Clallam County Economic Development Council board taps former Port Angeles official as interim director

Tim Smith

Tim Smith

PORT ANGELES — The board of the Clallam County Economic Development Council has tapped a former city of Port Angeles employee to temporarily fill the shoes of outgoing development council director Linda Rotmark.

In an unanimous vote at the development council board’s Thursday meeting, members authorized the council’s officer to develop a interim director contract, for no longer than 120 days, with Tim Smith, who ran economic development efforts for the city of Port Angeles from 1999 to 2004.

“We don’t have a contract yet, but I understand we’ll be negotiating one,” Smith said in an interview after the meeting.

One of the interim executive director’s main tasks for next year: leading planning efforts for large-scale “visioning” meetings to be lead by the development council, or EDC, and involve numerous stakeholders in the local economic development community.

Rotmark, the nonprofit agency’s executive director for almost nine years, announced last fall that she is retiring at the end of this month.

Smith was the city’s first economic development director, capping off a 30-year career in which he served in nine different positions in six different city departments.

Smith, 59, said he was looking forward to sharing his economic development experience with the EDC.

“I’m here to do what I can to help in the economic development discussion we know is going to take place soon,” Smith said.

Smith, who is retired but manages a handful of commercial properties in Port Angeles, would likely begin work as the development council’s interim executive director Jan. 3 but might start shadowing Rotmark at the EDC office before the year ends.

Rod Fleck, Forks city planner and attorney and second vice president of the development council, said he has been in contact with Smith for the past month after Smith offered his service to the development council as interim director.

Fleck said Smith indicated he would be willing to work between 30 and 40 hours per week and would request 60 percent of the Rotmark’s salary, which Rotmark said is $75,000 per year.

Charlie Brandt, development council board president, said the search for a permanent executive director is expected to be the focus of the board’s Jan. 16 meeting.

Brandt said the intent of the visioning meetings Smith will help organize is to gather varied interests, including the development council’s funding partners and business representatives, to determine how best to move forward with collective economic development efforts.

He said the meetings will not directly address consolidation of the different economic development entities in the region.

“It’s not about reorganization, it’s not about elimination,” Brandt said.

It’s about understanding what everybody’s doing, understanding where want to go in terms of the big pushes, and identify, given that direction, who has pieces [for] delivering those big outcomes.”

Though the economic development board voted unanimously to begin planning work for these meetings, some members had reservations.

Doug Sellon, executive director of the Jamestown S’Klallam Tribe economic development authority and EDC board member, said he wanted to ensure these visioning meetings did not duplicate the efforts of a similar EDC-led summit in 2010.

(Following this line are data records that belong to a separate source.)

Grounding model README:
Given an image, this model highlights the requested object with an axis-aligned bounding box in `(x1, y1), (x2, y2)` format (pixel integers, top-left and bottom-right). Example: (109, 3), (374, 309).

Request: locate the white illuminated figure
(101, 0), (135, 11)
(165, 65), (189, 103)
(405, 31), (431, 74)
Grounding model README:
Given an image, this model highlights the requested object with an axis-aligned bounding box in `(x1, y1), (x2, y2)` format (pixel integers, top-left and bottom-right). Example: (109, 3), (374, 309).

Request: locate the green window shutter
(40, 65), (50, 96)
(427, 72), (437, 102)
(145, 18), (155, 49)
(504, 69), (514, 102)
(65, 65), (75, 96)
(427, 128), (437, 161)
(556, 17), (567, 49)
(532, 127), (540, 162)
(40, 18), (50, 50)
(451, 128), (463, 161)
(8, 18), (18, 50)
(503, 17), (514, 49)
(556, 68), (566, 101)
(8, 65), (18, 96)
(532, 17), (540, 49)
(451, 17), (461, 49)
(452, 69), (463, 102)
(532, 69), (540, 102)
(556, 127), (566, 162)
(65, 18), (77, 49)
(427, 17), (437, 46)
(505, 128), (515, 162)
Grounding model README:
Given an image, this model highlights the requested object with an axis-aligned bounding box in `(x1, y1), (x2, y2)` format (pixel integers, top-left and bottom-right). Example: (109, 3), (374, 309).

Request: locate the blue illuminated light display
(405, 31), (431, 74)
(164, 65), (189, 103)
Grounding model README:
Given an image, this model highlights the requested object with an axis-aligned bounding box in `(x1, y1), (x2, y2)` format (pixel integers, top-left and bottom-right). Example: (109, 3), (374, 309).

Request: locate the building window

“I want to make sure we have a commitment and that this is not just another effort where we have a nice big meeting and nothing happens,” Sellon said.

Jim Calhoun, Port of Port Angeles commissioner and EDC board member, said he felt the 2010 summit was a success as it identified four main areas — forestry, marine trades, advanced manufacturing and renewable energy — on which the development council should focus its job creation and retention efforts.

Calhoun said another such meeting is likely needed as representatives from many of the EDC stakeholders, such as city council members, have changed since then.

“I think it’s really the role of this EDC to lead and organize [such meetings] for the community,” Calhoun said.

Sequim Mayor Ken Hays, also an EDC board member, said he would like to the meetings address specific priorities and goals for the development council itself before addressing economic development efforts on a larger scale.

Kaj Ahlburg, representing the Port Angeles Business Association on the EDC board, said he thought a larger vision was needed before the development council’s priorities can be re-addressed.

“I’m not quite sure you can come up with a workable vision for the EDC if you don’t have an underlying vision for what economic development for the larger community looks like,” Ahlburg said.

Brandt said the development council would hire an independent facilitator to lead the meetings, adding the administration of Peninsula College has offered to provide a venue for the meetings.

Peninsula College President Luke Robins said meeting attendees will have to be able to provide information on the specific economic development plans already developed by the entity they represent.

This will allow every group to share what they already have in place and identify common goals.

“The people who come to that meeting will need to have done their homework,” Robins said.